Sen. Mike DeWine, R-Ohio, dropped his objections when he was promised a separate vote on FDA regulation. The House didn't include FDA regulation of tobacco in its corporate tax bill last week. The New York Times reported Sen. John McCain, R-Ariz., blasted the Senate package as "the worst example of the influence of special-interest groups I have ever seen."
By a 69-17 vote, the Senate approved about $140 billion in tax breaks offset by closing some corporate tax loopholes and raising other revenues. In exchange for ending U.S. export tax breaks that the World Trade Organization ruled illegal in 2002, the Senate bill cuts the top tax rate by three percentage points to 32 percent for U.S. manufacturers who engage in "domestic production." It's expected to save them almost $77 billion over 10 years.

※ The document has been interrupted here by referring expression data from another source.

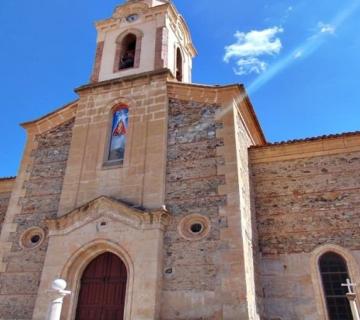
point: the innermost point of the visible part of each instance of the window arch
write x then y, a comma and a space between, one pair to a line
118, 134
127, 53
334, 272
179, 65
128, 49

Multinationals also are granted a one-year, one-time "window" to bring home billions in overseas earnings at a 5.25 percent tax rate - about one-seventh of what they would be taxed otherwise. Congress hopes those billions flowing back home will spur development and other investment.
The bill tries to crack down on loopholes that let companies dodge U.S. taxes by reincorporating at a post office box offshore. Supporters named it the "American Jobs Creation Act of 2004" and hailed it for simplifying labyrinthine tax rules imposed on multinationals. No one should mistake this bill for across-the-board tax simplification. U.S. Rep. Rob Portman, R-Ohio, intends to continue to push for tax simplification next year.
The lobbying got especially ugly in the context of home-district tax breaks, even as Congress tightened deduction rules for donating cars to charities and dropped a proposed $2.5 billion tax break for employers of National Guard and reserve troops. Senate leaders attached that tax proposal to a different bill. Nine of 13 annual spending bills, including the high-stakes six-year highway construction bill, must wait now until the lame-duck session after elections.
The 2004 corporate tax bill is the most ambitious in almost 20 years and far from perfect, but warts and all, it does deliver significant corporate tax relief in support of U.S. jobs.